People v McGowan
2014 NY Slip Op 03308 [117 AD3d 1202]
May 8, 2014
Appellate Division, Third Department
Published by New York State Law Reporting Bureau pursuant to Judiciary Law § 431.
As corrected through Wednesday, July 2, 2014


[*1]
 The People of the State of New York, Respondent, v Lenworth McGowan, Appellant.

Christopher Shambo, Ballston Spa, for appellant.

James A. Murphy III, District Attorney, Ballston Spa (Nicholas E. Tishler of counsel), for respondent.

McCarthy, J. Appeal from a judgment of the County Court of Saratoga County (Scarano, J.), rendered October 22, 2012, convicting defendant upon his plea of guilty of the crime of attempted criminal sale of a controlled substance in the third degree.

In satisfaction of a 17-count indictment, defendant pleaded guilty to one count of attempted criminal sale of a controlled substance in the third degree and was sentenced pursuant to the terms of the plea agreement to two years in prison followed by two years of postrelease supervision. His current argument that his guilty plea was involuntary was preserved by his unsuccessful motion to withdraw his plea and survives his valid appeal waiver (see People v Carbone, 101 AD3d 1232, 1233 [2012]; People v Shurock, 83 AD3d 1342, 1343 [2011]); however, it is without merit. The record reveals that defendant unequivocally acknowledged that he understood the consequences of pleading guilty and, by his affirmative responses to County Court's inquiries, freely admitted committing the crime to which he was pleading guilty (see People v Davis, 84 AD3d 1645, 1646 [2011], lv denied 17 NY3d 815 [2011]; People v Shurock, 83 AD3d at 1343). Furthermore, while defendant's claim of ineffective representation survives his appeal waiver to the extent that such representation might have affected the voluntariness of his plea, defendant's argument that counsel pressured him during certain conversations to accept the plea offer involves matters outside the record and is thus more properly raised in a CPL article 440 motion (see People v DeJesus, 96 AD3d 1295, 1295-1296 [2012]; People v [*2]Pendelton, 81 AD3d 1037, 1038-1039 [2011], lv denied 16 NY3d 898 [2011]).

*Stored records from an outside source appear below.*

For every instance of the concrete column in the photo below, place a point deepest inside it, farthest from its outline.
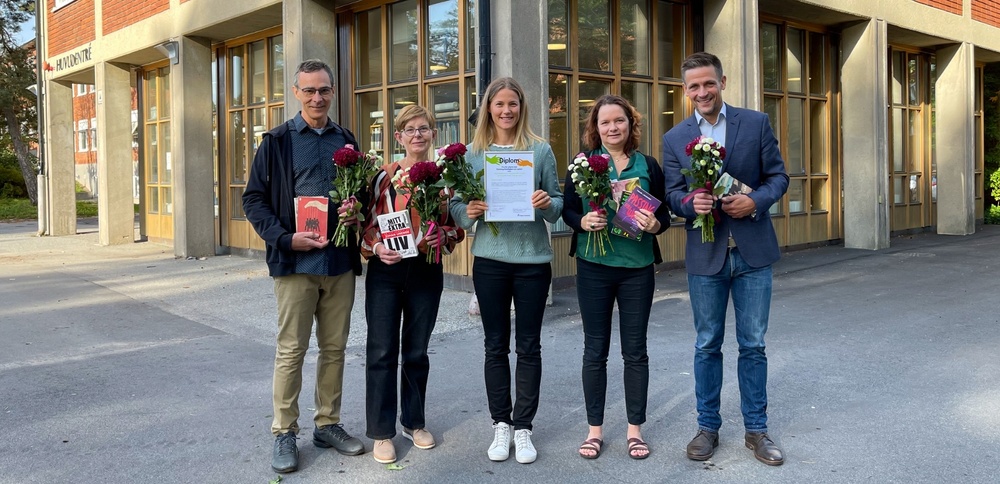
(309, 31)
(116, 217)
(732, 33)
(955, 140)
(519, 28)
(191, 128)
(864, 72)
(60, 166)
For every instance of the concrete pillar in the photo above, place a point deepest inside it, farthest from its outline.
(116, 217)
(732, 33)
(309, 31)
(519, 28)
(864, 81)
(60, 166)
(191, 127)
(955, 140)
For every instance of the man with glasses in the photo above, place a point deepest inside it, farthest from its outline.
(312, 278)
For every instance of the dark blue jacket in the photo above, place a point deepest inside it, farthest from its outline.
(269, 202)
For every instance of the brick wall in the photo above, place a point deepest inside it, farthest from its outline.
(118, 14)
(986, 11)
(950, 6)
(70, 26)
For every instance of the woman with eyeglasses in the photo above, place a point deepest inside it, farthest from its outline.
(402, 297)
(623, 274)
(513, 265)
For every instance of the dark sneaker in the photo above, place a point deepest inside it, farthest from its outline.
(703, 445)
(764, 449)
(335, 436)
(285, 457)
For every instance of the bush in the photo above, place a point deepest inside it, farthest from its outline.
(992, 215)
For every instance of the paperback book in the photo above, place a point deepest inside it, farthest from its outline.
(624, 224)
(397, 233)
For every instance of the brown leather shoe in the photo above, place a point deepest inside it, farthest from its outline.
(703, 445)
(764, 449)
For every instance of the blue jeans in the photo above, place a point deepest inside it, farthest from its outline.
(401, 306)
(527, 285)
(751, 292)
(598, 287)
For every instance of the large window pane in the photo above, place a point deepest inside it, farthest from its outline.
(670, 38)
(796, 137)
(796, 195)
(403, 40)
(257, 70)
(374, 130)
(634, 25)
(558, 33)
(164, 92)
(897, 139)
(770, 51)
(442, 37)
(817, 63)
(639, 94)
(443, 101)
(818, 134)
(236, 76)
(368, 47)
(237, 148)
(595, 35)
(399, 98)
(276, 68)
(151, 104)
(559, 136)
(794, 60)
(898, 77)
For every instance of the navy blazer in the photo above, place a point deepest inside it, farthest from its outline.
(752, 157)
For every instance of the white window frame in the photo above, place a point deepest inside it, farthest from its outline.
(82, 131)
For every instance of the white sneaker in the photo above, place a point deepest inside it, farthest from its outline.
(500, 448)
(524, 451)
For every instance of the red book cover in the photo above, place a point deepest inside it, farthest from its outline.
(312, 214)
(624, 223)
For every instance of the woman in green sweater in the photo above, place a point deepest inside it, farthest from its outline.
(513, 265)
(623, 274)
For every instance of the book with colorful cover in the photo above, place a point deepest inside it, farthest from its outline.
(312, 215)
(397, 233)
(624, 224)
(732, 186)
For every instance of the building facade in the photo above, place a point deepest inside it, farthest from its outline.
(877, 105)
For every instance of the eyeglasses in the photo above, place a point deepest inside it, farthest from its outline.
(311, 91)
(423, 130)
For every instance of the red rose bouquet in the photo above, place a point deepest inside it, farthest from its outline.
(592, 178)
(422, 182)
(458, 176)
(706, 163)
(354, 171)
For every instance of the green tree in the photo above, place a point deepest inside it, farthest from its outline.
(16, 104)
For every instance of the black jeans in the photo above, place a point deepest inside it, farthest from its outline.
(408, 291)
(497, 284)
(597, 287)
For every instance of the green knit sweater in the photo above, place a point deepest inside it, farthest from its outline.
(517, 242)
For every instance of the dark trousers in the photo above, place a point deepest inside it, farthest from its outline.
(401, 305)
(527, 285)
(598, 287)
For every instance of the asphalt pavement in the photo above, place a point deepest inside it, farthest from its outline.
(126, 364)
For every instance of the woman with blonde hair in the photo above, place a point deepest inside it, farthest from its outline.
(401, 298)
(512, 266)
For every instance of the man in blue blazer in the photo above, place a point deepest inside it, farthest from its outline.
(738, 262)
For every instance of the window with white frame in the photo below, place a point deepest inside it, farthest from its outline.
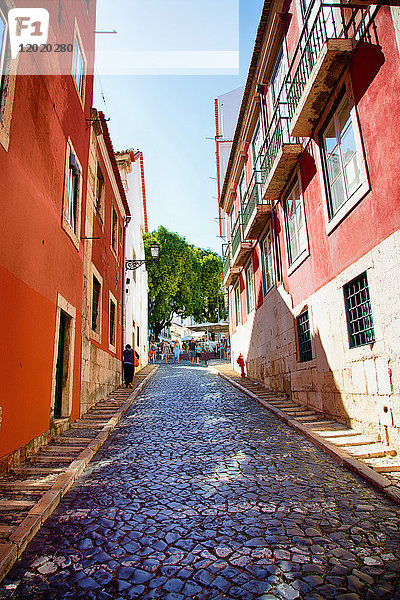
(296, 233)
(100, 192)
(114, 230)
(237, 305)
(72, 206)
(79, 65)
(96, 304)
(277, 80)
(242, 187)
(267, 249)
(342, 157)
(250, 288)
(256, 144)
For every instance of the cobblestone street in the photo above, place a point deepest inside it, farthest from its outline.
(201, 493)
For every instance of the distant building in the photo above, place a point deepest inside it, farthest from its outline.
(131, 168)
(311, 196)
(44, 151)
(107, 213)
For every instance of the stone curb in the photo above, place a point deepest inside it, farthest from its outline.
(340, 455)
(11, 551)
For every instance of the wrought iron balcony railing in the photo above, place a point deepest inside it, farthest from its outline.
(226, 259)
(325, 22)
(277, 135)
(251, 199)
(236, 235)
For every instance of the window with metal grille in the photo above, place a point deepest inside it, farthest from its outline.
(304, 334)
(360, 324)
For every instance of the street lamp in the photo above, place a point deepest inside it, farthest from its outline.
(135, 264)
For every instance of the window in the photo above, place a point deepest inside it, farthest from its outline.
(268, 261)
(72, 196)
(277, 82)
(100, 189)
(59, 12)
(304, 336)
(237, 304)
(250, 288)
(79, 66)
(358, 312)
(256, 144)
(296, 233)
(242, 188)
(341, 158)
(114, 230)
(71, 213)
(96, 296)
(112, 323)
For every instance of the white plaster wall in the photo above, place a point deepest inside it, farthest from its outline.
(136, 308)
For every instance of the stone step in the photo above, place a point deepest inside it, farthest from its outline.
(321, 425)
(60, 449)
(338, 433)
(36, 470)
(53, 458)
(377, 453)
(5, 531)
(88, 424)
(12, 505)
(355, 441)
(72, 440)
(25, 485)
(386, 468)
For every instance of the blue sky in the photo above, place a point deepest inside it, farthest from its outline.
(169, 116)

In all other respects, the record reflects that defendant received meaningful representation, culminating in a very favorable plea bargain (see People v Shurock, 83 AD3d at 1344; People v Chaney, 70 AD3d 1251, 1252-1253 [2010], lv denied 15 NY3d 748 [2010]).

Lahtinen, J.P., Garry and Egan Jr., JJ., concur. Ordered that the judgment is affirmed.